Hitchwiki says there is a good hitchhiking spot from Tirana to the North and it should be around 2km from the city centre. We followed all the directions: went to Zogu i Zi square and took a bus to Kamez. On the way everybody, both passenger cars and mini vans, offered us a ride for money.
The bus we took was completely crowded and the last stop was surely more than 2km away. More like 20. It was a bit embarassing to block the front entrance of the bus with our backpacks. But the driver did us a favour and stopped openning the front door, as he figured, nobody elso would feet in.

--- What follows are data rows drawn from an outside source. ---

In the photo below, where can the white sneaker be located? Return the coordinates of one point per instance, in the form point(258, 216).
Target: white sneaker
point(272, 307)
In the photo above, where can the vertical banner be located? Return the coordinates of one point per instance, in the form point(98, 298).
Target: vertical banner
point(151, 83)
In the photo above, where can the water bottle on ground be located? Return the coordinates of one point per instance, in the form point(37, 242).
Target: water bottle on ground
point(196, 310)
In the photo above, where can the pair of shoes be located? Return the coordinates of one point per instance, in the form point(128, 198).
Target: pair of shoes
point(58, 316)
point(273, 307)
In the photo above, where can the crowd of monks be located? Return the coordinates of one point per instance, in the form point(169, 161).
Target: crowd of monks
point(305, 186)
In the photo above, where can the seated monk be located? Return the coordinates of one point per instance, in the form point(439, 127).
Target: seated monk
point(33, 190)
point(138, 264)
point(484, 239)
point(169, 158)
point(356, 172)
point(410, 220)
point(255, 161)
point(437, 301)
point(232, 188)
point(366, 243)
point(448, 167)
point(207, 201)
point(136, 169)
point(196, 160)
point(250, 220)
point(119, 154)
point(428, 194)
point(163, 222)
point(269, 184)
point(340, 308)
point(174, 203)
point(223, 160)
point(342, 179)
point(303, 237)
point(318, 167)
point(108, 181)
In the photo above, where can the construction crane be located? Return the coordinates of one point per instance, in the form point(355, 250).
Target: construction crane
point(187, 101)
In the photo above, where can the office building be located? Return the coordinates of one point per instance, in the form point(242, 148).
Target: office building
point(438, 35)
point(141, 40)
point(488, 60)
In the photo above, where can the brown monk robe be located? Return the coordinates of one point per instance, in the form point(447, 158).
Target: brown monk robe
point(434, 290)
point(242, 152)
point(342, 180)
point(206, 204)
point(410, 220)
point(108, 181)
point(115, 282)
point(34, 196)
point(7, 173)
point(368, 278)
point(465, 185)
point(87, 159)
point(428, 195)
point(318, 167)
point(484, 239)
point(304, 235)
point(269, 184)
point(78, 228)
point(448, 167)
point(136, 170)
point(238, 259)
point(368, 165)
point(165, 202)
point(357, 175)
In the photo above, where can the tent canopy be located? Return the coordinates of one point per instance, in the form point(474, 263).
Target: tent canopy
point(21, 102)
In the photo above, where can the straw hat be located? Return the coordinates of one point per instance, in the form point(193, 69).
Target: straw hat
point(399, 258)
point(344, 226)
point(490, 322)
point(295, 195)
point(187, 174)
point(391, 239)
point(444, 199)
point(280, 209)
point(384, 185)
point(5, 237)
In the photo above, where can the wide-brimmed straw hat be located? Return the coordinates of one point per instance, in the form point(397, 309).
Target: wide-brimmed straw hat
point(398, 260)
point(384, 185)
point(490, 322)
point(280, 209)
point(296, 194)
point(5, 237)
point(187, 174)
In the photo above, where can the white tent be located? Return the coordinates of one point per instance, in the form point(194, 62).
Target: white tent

As we arrived and started to walk down the street in search for an apprioprate place for cars to stop, some car stopped (we weren’t hitchhiking yet) and the driver offered us a ride some kilometers up north. We shyly asked “Parap?”. As we found out before this means in Albanian “no money”. We don’t like to ask that, but after experience with our last ride, we wanted to be sure.
It turned out the driver was a really nice guy, who just felt sorry for us when he sa us walking in the heat. He spoke perfect Polish and English so we had an interesting conversation about Balkan tourism.
He left us somewhere between Tirana and Schkoder. After a short lunch break, we started to hitchike again. We didn’t wait 2 minutes before the next car stopped. The same story: “Parap?” “It’s OK, I’m not doing it for money”. This time there were two brothers from Tirana. We had a very interesting chat with them and started to regret we didn’t stay in Albania longer.
We stopped in Shkoder, saw the ancient castle and the beautiful riverside, and started to hitchhike again. Again waiting time was shorter than 5 minutes. A nice young guy working for Herbalife stopped and took us to the Albanian-Montenegran border.
In the border we met Tahir, very nice 65-years old hitchhiker from Albania who showed us where to find self-grown Cannabis and tried organize a ride for us. Just after he left, we got a ride with two Kosovian guys who told us a bit about the Prizren and the conflict in Kosovo. Again, we regret, we didn’t go there after all.
Our last driver was Cimi from Schkoder, another Albanian guy who spoke perfect Polish. He took us to our final destination for the day and gave some advise where we could camp.
Hitchhiking in Balkans is like taking a taxi!